A portaria de instauração do procedimento administrativo foi publicada na sexta-feira (24). O caso está sob responsabilidade do promotor Bruno Cardoso de Sousa, da Promotoria de Justiça de Manoel Emídio.
O contrato em questão foi firmado em 6 de janeiro do ano passado com a Licicon Consultoria e Assessoria Ltda, por inexigibilidade de licitação, tendo como objeto a prestação de serviços técnicos especializados em consultoria administrativa em licitações e contratos. O valor global de R$ 108 mil foi pago em 12 parcelas de R$ 9 mil.
Uma notícia de fato foi instaurada inicialmente, em setembro do ano passado, quando a Prefeitura de Bertolínia foi notificada para prestar informações sobre a contratação.

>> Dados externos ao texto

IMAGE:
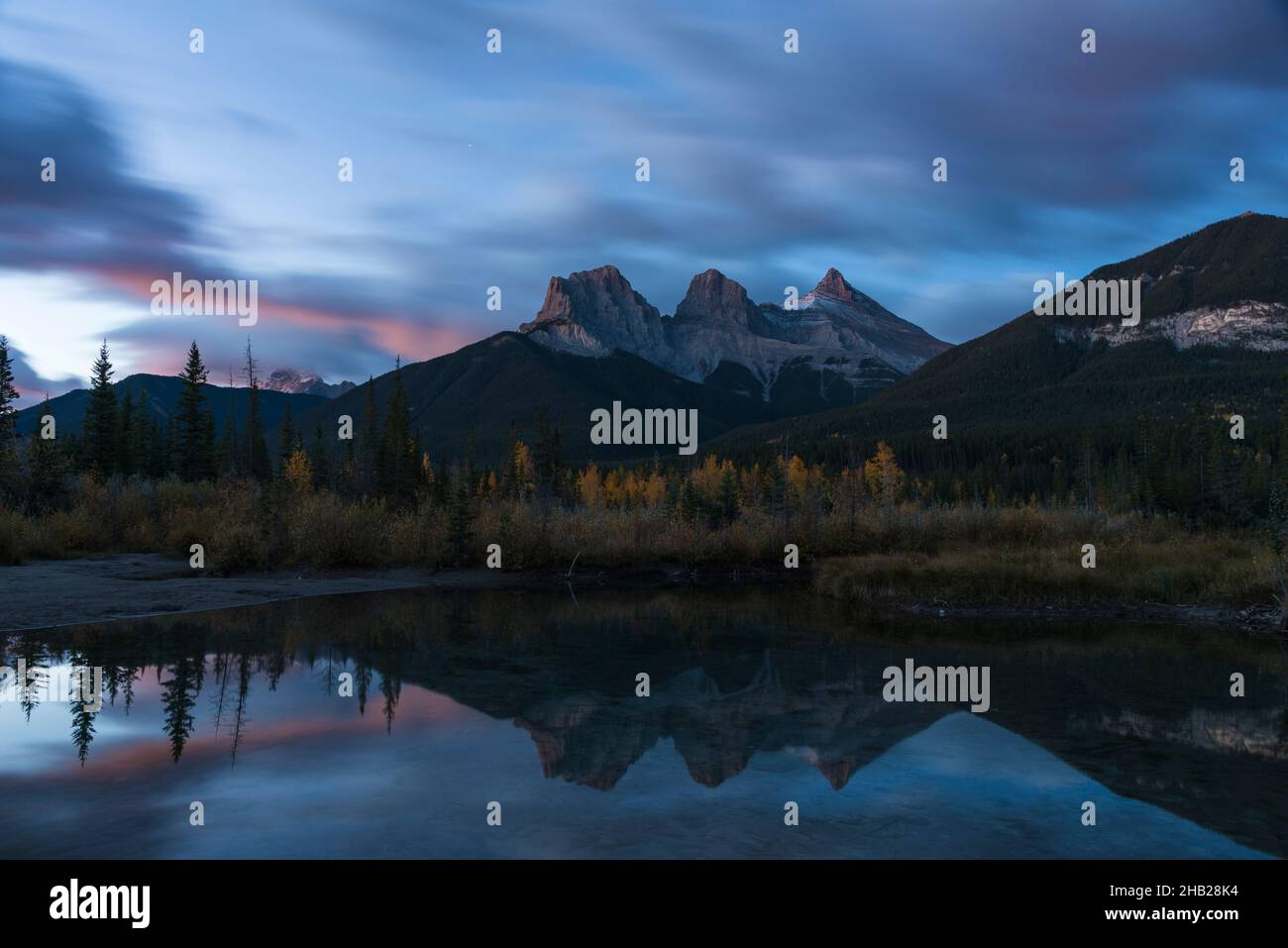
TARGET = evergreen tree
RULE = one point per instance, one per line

O promotor Bruno Cardoso considerou a complexidade dos fatos e a necessidade de realização de novas diligências, como a análise aprofundada da documentação apresentada, a avaliação da regularidade da contratação por inexigibilidade, a verificação da demonstração da notória especialização da empresa Licicon Consultoria e Assessoria e a apuração da compatibilidade dos valores pagos.
“Embora a documentação apresentada evidencie a tentativa de instruir o procedimento de inexigibilidade, remanescem dúvidas quanto à efetiva demonstração da notória especialização da contratada nos moldes exigidos pela lei, bem como quanto à adequação dos valores pagos e à compatibilidade com o interesse público”, concluiu o representante ministerial.
Outro lado
Procurado pelo GP1, o prefeito Rodrigo Martins não se manifestou até o momento. O espaço está aberto para esclarecimentos.